Johnson’s 2026 budget includes a 10.25% local tax on sports betting revenue on top of the state’s levy, which his office released last week.
The budget, worth over $16 billion, would take effect on New Year’s Day 2026 and the sports betting tax aims to help close a $1.15 billion deficit.
In his introduction to the budget, Johnson wrote that the overall spending plan closes the gap “without increasing the city’s property tax levy or relying on regressive revenue measures.”
“Instead, it advances a balanced approach rooted in fairness: generating progressive revenue from those with the greatest capacity to contribute and delivering savings through government modernisation and efficiency initiatives.”
The tax hike is estimated to generate as much as $26 million in revenue for the local government and the proposal doesn’t come as a complete surprise to residents, following the Chicago Financial Future Task Force’s suggestion earlier this year of a per-wager surcharge for bets made in the city.
Illinois has led the way in tax increases related to sports betting in the last couple of years. In 2024, former Governor JB Pritzker changed the industry’s tax structure for his 2025 budget.
Instead of the base 15% tax on sports betting revenue, a tiered system ranging from 20% to 40% was introduced and the tax rate is determined by the revenue generated by each sportsbook.

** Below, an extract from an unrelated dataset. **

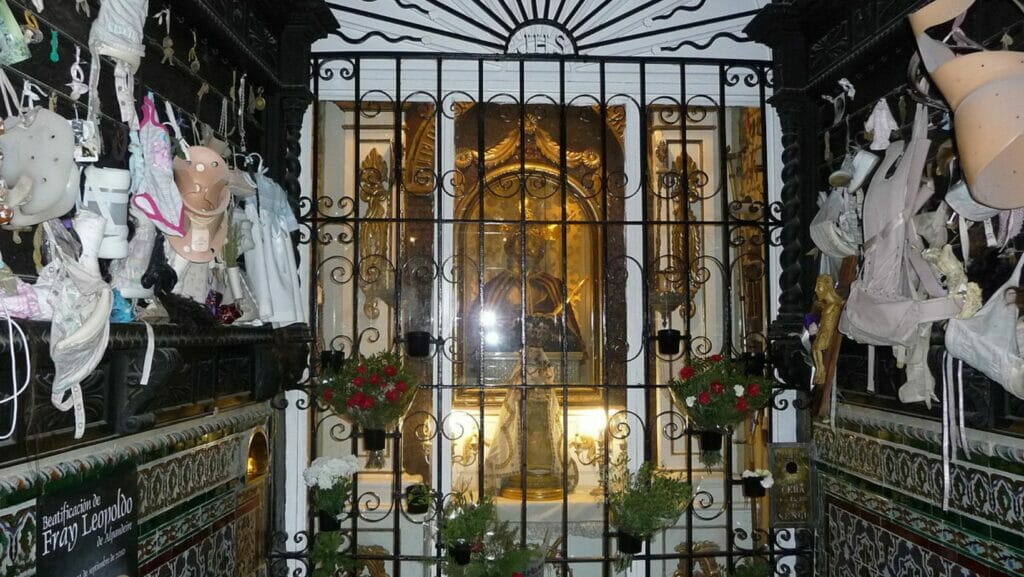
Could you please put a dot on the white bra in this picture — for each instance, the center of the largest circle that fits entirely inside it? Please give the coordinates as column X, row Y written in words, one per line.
column 988, row 341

It resulted in more than $260 million to the industry and Pritzker is a man who knows a few things about gambling, fresh off winning more than $1.4 million in Las Vegas.
The new budget includes a per-wager surcharge for sportsbooks. Operators have to pay 25% per wager on the first 20 million and 50 cents each after that.
To put that into perspective, there were 370 million bets placed in Illinois throughout 2024 with top dogs DraftKings and FanDuel taking more than 150 million each.